I do not doubt that God was with us that morning. If I had arrived even two minutes later at the top of that hill those men would have been long gone. I could have arrived at the top of the hill and seen no one to ask for help or even encountered a group of little old German ladies (we have seen lots of them on our trip thus far), well-meaning, but incapable of helping. However, instead, I arrived to find a group of burly men on motorcycles all wearing helmets (and halos)!


Later in the day, as we were driving from Coburg to Bamberg, our final destination for the day, we were playing the radio in the car. Let It Be came on the radio. The kids and I all looked at each other with the same thought. This can't possibly be a coincidence. Let It Be is my mom's song, the song she wanted played at her funeral. It always has a way of eerily playing on the most random radio stations and at the strangest times, making it impossible to chalk it up to coincidence. Yesterday was no exception. I knew then that my mom had been there with us on that desolate road earlier that day when we found ourselves stranded. There was simply no other way to explain the good fortune we had in finding our motorbike guardian angels.


In the morning, we packed up our rental car per usual, which we barely fit in, Rothenburg Ob Der Tauber, and were on the road for Coburg by 8 as planned, with no idea of what lay ahead.


It was nothing short of a miracle that we (and our trusty VW Passat) made it out unharmed.


Arved, one of the men who helped us, gave us his number as he was leaving.
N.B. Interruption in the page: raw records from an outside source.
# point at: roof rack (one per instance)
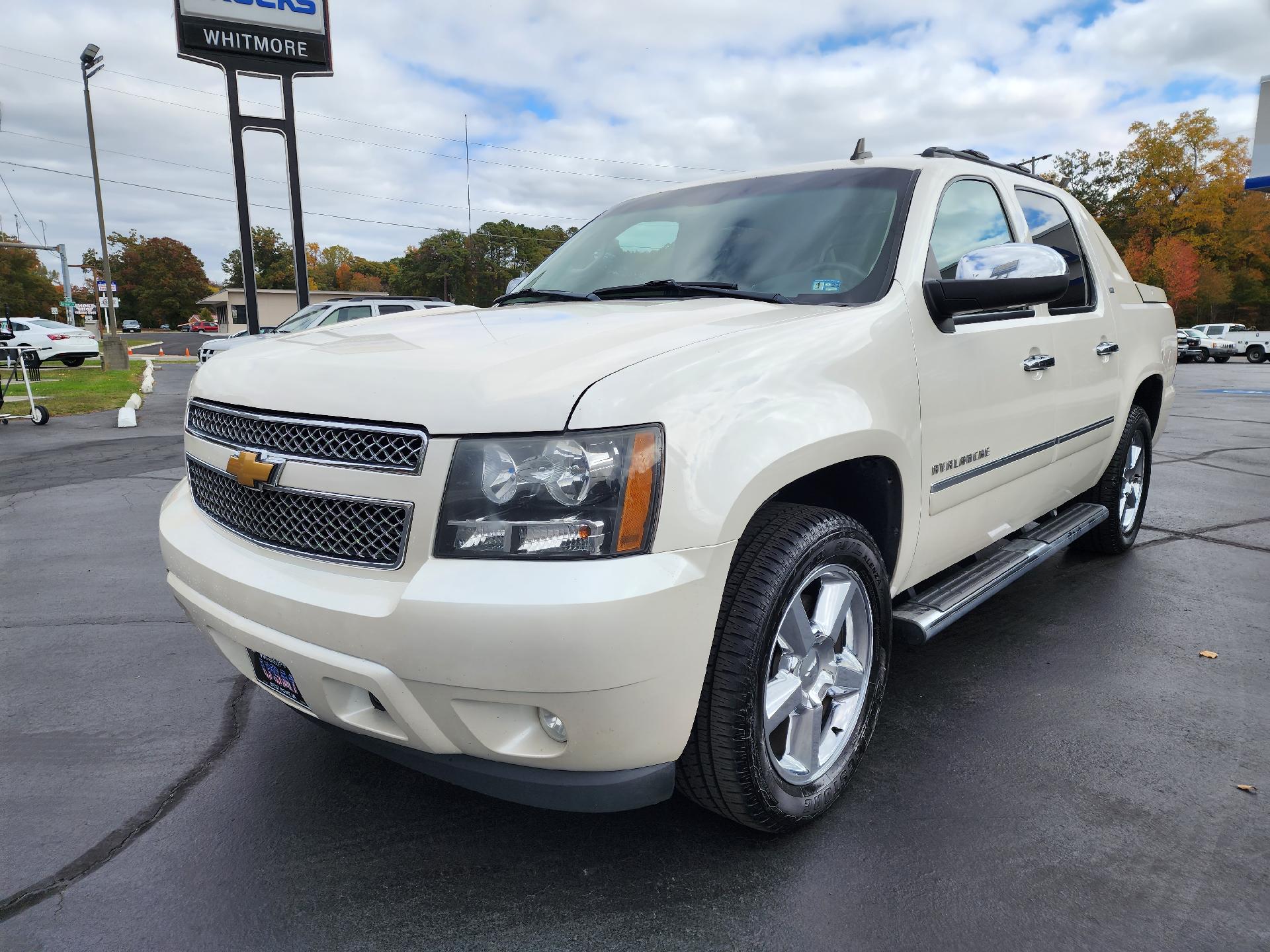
(973, 155)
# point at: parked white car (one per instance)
(55, 340)
(652, 520)
(1254, 344)
(323, 314)
(1205, 347)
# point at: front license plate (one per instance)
(276, 676)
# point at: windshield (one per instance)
(302, 319)
(813, 238)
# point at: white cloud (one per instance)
(716, 85)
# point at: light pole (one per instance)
(114, 353)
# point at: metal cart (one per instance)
(15, 360)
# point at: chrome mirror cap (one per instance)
(1014, 259)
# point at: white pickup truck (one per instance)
(652, 521)
(1254, 344)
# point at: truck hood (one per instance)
(465, 370)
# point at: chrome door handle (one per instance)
(1038, 362)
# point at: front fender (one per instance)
(751, 413)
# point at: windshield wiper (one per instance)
(714, 288)
(544, 294)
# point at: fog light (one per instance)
(553, 725)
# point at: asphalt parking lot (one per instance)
(1057, 771)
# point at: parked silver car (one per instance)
(319, 315)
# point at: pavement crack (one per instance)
(1203, 535)
(1205, 455)
(233, 721)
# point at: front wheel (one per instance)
(1123, 489)
(796, 672)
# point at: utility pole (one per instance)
(468, 159)
(114, 352)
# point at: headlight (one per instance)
(572, 495)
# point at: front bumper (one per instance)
(462, 653)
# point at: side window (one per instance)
(1049, 225)
(346, 314)
(969, 218)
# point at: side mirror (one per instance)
(1014, 274)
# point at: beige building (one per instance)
(229, 306)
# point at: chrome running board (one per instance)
(929, 612)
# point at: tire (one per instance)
(1115, 534)
(733, 763)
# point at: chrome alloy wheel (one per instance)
(818, 674)
(1130, 483)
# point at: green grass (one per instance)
(78, 390)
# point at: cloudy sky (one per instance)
(573, 107)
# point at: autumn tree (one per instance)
(1173, 204)
(275, 260)
(160, 280)
(24, 285)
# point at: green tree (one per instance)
(160, 280)
(24, 285)
(275, 260)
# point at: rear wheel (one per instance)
(1123, 489)
(796, 672)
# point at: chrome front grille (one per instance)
(333, 442)
(368, 532)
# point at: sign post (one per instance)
(285, 40)
(1260, 178)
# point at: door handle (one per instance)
(1038, 362)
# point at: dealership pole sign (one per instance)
(272, 38)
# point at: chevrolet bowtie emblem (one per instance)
(251, 470)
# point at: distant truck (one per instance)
(1254, 344)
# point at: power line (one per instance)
(278, 207)
(347, 139)
(18, 207)
(386, 128)
(280, 182)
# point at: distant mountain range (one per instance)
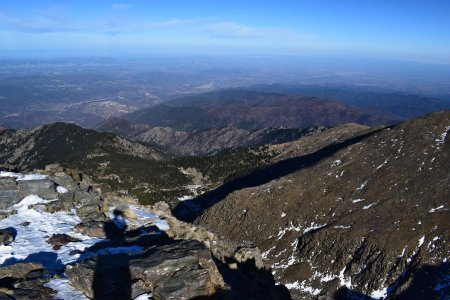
(253, 110)
(350, 210)
(202, 141)
(367, 214)
(399, 106)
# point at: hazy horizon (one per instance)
(404, 30)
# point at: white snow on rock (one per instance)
(380, 166)
(358, 200)
(64, 290)
(362, 185)
(437, 208)
(441, 139)
(144, 217)
(30, 242)
(369, 206)
(313, 226)
(61, 189)
(336, 163)
(34, 227)
(302, 287)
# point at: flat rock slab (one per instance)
(44, 188)
(176, 270)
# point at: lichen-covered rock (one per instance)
(44, 188)
(155, 268)
(9, 193)
(7, 236)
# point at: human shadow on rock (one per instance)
(113, 275)
(189, 210)
(49, 261)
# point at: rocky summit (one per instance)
(62, 238)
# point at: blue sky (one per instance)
(411, 30)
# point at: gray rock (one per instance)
(44, 188)
(20, 271)
(59, 240)
(92, 229)
(179, 270)
(64, 180)
(58, 205)
(91, 213)
(7, 236)
(36, 293)
(9, 194)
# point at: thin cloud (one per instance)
(121, 6)
(236, 30)
(163, 24)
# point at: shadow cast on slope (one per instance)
(189, 210)
(113, 278)
(428, 282)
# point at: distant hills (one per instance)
(253, 110)
(202, 141)
(349, 210)
(367, 214)
(397, 105)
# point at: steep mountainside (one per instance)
(117, 163)
(34, 148)
(253, 110)
(201, 142)
(368, 215)
(62, 239)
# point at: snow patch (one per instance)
(23, 177)
(61, 189)
(380, 166)
(441, 139)
(302, 287)
(335, 163)
(64, 290)
(437, 208)
(313, 226)
(379, 294)
(362, 185)
(369, 206)
(358, 200)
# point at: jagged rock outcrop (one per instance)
(368, 213)
(136, 258)
(171, 270)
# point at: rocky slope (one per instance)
(362, 217)
(118, 163)
(61, 238)
(253, 110)
(201, 142)
(34, 148)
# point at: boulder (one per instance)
(37, 293)
(64, 180)
(7, 236)
(9, 193)
(53, 168)
(91, 213)
(44, 188)
(92, 229)
(21, 271)
(62, 204)
(59, 240)
(171, 270)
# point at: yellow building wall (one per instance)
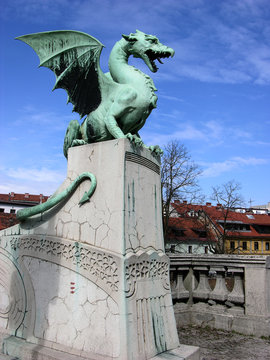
(262, 249)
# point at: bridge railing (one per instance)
(227, 292)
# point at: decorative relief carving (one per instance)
(97, 264)
(12, 295)
(146, 269)
(141, 160)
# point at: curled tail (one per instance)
(26, 213)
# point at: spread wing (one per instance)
(74, 58)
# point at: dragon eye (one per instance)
(153, 41)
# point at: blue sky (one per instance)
(213, 96)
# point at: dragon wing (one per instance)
(74, 58)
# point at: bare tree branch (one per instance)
(179, 175)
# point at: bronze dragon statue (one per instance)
(115, 104)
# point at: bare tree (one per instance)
(228, 197)
(179, 177)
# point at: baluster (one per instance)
(173, 282)
(237, 296)
(203, 289)
(220, 292)
(181, 291)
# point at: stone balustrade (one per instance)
(228, 292)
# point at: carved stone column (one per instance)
(203, 289)
(237, 296)
(220, 292)
(93, 280)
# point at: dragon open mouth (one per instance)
(156, 55)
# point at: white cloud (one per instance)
(217, 168)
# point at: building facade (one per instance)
(242, 231)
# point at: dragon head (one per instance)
(148, 48)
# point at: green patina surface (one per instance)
(54, 200)
(114, 105)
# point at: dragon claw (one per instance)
(156, 150)
(134, 139)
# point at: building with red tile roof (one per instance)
(243, 231)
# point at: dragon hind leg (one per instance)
(73, 136)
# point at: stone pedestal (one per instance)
(93, 280)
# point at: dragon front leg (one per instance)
(73, 136)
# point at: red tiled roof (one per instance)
(191, 229)
(7, 220)
(23, 198)
(216, 214)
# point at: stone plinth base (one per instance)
(223, 319)
(93, 280)
(23, 350)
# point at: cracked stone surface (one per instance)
(69, 318)
(98, 272)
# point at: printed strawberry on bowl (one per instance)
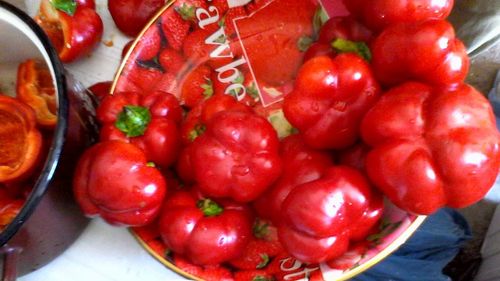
(228, 60)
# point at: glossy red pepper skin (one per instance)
(379, 14)
(425, 51)
(338, 28)
(301, 164)
(74, 36)
(321, 217)
(442, 150)
(21, 140)
(330, 98)
(130, 16)
(161, 140)
(237, 156)
(113, 181)
(204, 239)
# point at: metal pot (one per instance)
(50, 221)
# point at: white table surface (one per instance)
(103, 253)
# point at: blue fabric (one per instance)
(426, 253)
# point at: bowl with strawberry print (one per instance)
(47, 120)
(291, 144)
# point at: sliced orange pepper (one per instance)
(35, 87)
(20, 140)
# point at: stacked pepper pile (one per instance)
(278, 132)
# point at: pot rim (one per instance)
(59, 137)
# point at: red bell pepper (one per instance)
(425, 51)
(21, 140)
(378, 14)
(443, 149)
(114, 180)
(237, 156)
(336, 34)
(322, 216)
(204, 231)
(73, 27)
(149, 122)
(195, 124)
(35, 87)
(301, 164)
(330, 98)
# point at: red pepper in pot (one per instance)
(206, 232)
(149, 122)
(321, 217)
(443, 149)
(114, 180)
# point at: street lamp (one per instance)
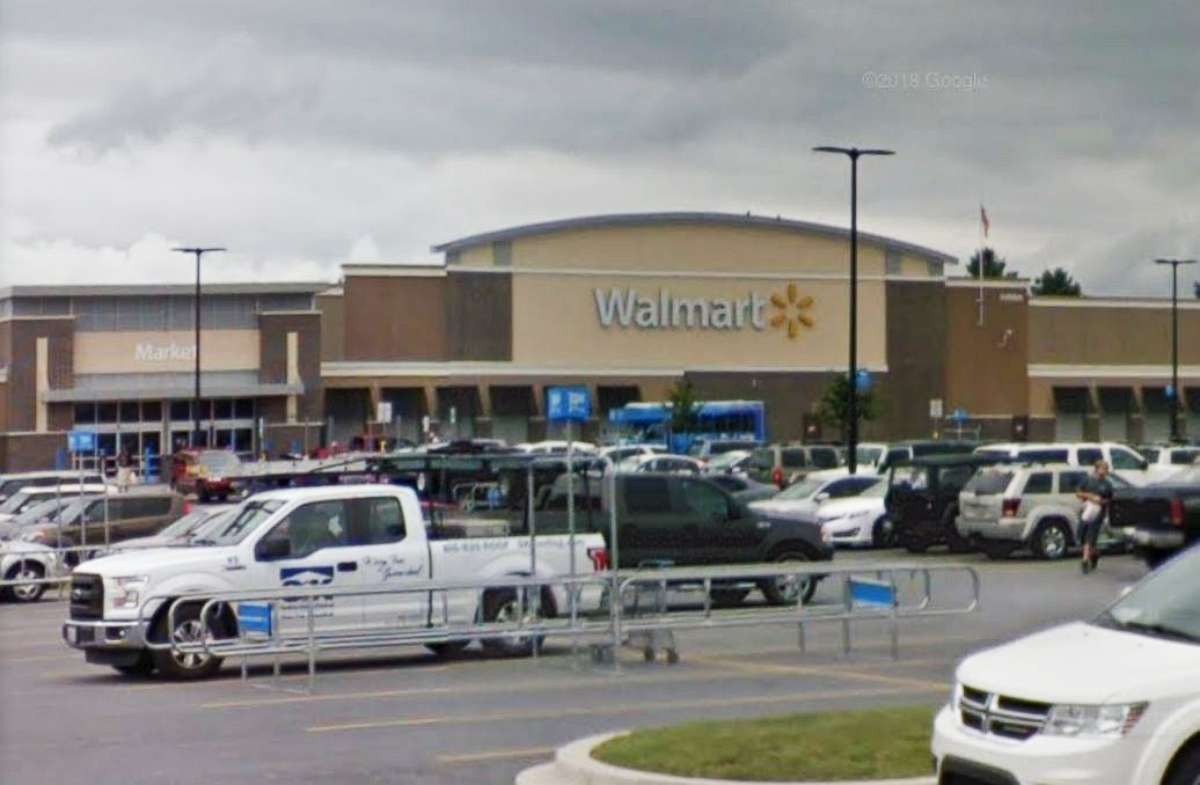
(1175, 342)
(196, 379)
(853, 155)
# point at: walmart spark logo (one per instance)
(791, 312)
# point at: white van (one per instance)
(1126, 462)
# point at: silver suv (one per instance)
(1009, 508)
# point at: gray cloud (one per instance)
(294, 130)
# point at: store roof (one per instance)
(719, 219)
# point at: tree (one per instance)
(834, 406)
(1059, 283)
(993, 265)
(684, 407)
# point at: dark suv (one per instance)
(923, 499)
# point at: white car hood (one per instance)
(785, 507)
(1081, 663)
(853, 505)
(159, 559)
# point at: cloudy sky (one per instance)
(304, 135)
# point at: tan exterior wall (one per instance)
(165, 352)
(556, 322)
(987, 367)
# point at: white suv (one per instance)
(1114, 701)
(1007, 508)
(1125, 461)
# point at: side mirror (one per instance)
(273, 549)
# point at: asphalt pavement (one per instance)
(405, 717)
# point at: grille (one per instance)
(87, 597)
(1001, 714)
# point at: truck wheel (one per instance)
(1186, 767)
(787, 591)
(144, 666)
(883, 533)
(448, 649)
(729, 598)
(1050, 540)
(27, 592)
(503, 606)
(184, 665)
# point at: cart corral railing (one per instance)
(679, 599)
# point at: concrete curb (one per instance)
(574, 765)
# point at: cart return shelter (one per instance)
(747, 307)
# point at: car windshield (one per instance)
(727, 460)
(217, 461)
(16, 502)
(802, 490)
(37, 513)
(869, 455)
(1164, 605)
(243, 521)
(989, 481)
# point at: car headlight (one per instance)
(127, 593)
(1111, 720)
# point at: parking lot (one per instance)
(406, 717)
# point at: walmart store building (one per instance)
(745, 306)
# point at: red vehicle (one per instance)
(207, 473)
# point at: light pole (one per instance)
(196, 379)
(1175, 342)
(852, 431)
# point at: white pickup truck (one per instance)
(1115, 701)
(349, 535)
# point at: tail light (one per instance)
(1177, 511)
(599, 557)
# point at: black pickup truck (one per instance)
(1164, 517)
(671, 520)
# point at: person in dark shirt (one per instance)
(1097, 496)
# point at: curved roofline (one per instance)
(725, 219)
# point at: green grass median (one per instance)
(839, 745)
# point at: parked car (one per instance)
(342, 537)
(671, 463)
(681, 520)
(904, 451)
(1008, 508)
(33, 496)
(923, 499)
(1050, 708)
(12, 483)
(97, 520)
(1167, 460)
(802, 499)
(743, 489)
(209, 474)
(1125, 461)
(858, 521)
(1164, 516)
(191, 528)
(707, 449)
(787, 463)
(732, 462)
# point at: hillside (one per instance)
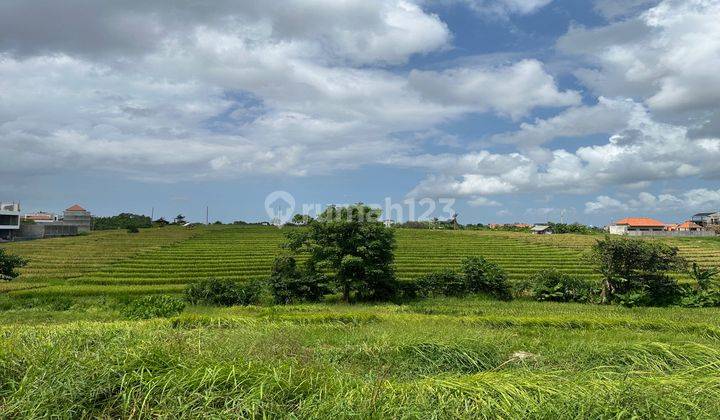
(65, 345)
(162, 260)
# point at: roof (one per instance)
(688, 224)
(640, 222)
(76, 207)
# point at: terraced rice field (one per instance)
(468, 358)
(72, 355)
(162, 260)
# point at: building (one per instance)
(9, 220)
(632, 225)
(707, 219)
(41, 217)
(77, 216)
(541, 230)
(687, 226)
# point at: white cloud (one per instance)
(511, 90)
(667, 56)
(608, 115)
(643, 151)
(481, 201)
(700, 199)
(503, 8)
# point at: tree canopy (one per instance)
(351, 246)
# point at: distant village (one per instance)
(13, 225)
(76, 220)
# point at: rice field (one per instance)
(67, 352)
(468, 358)
(162, 260)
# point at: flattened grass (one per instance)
(315, 361)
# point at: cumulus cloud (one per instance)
(169, 91)
(363, 31)
(700, 199)
(608, 115)
(503, 8)
(643, 151)
(666, 56)
(483, 202)
(511, 90)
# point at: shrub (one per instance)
(482, 276)
(651, 290)
(703, 276)
(445, 282)
(700, 298)
(288, 284)
(634, 266)
(554, 286)
(224, 292)
(8, 264)
(152, 307)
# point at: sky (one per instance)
(508, 110)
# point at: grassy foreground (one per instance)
(469, 358)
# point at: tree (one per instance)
(353, 248)
(122, 221)
(633, 265)
(301, 219)
(8, 264)
(703, 276)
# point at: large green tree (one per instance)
(351, 246)
(628, 265)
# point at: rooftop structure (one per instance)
(541, 230)
(41, 217)
(636, 224)
(78, 216)
(9, 220)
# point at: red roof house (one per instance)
(636, 224)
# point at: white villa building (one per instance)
(9, 220)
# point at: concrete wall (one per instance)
(693, 233)
(47, 230)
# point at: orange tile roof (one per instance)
(640, 222)
(688, 224)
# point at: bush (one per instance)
(152, 307)
(8, 264)
(700, 299)
(224, 292)
(651, 290)
(288, 284)
(554, 286)
(445, 282)
(482, 276)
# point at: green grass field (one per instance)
(66, 352)
(162, 260)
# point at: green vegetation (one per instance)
(152, 307)
(9, 264)
(353, 248)
(122, 221)
(95, 327)
(468, 358)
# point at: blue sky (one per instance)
(518, 110)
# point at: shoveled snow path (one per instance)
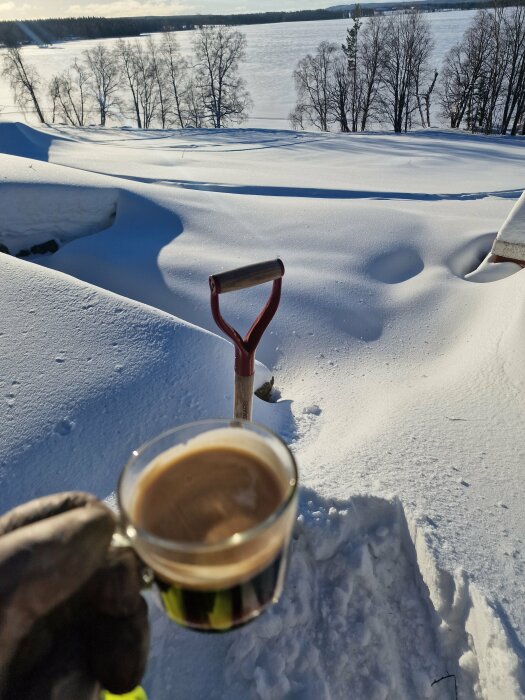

I am so glad he did! We have been texting, almost non-stop, over the last few days, going over the events of that morning as well as sharing details of each other's lives. He shared with me that the man who helped drive our car out was his father, Lars. The other gentleman who helped push the car up the hill is a good friend of his father's, named Jurgen. Arved, who just turned 19 years old, was four to five hours from his hometown when our paths crossed in Coburg. As it turns out, he lives in the same region of Germany (lower Saxony) where my father was born and raised. Like the village where my dad spent his childhood, Arved is also from a small village, about 30 minutes away from my dad's childhood home. What are the chances? Life can be so strange.


Without a doubt, this will be the most memorable story from our trip. Or at least I hope it is!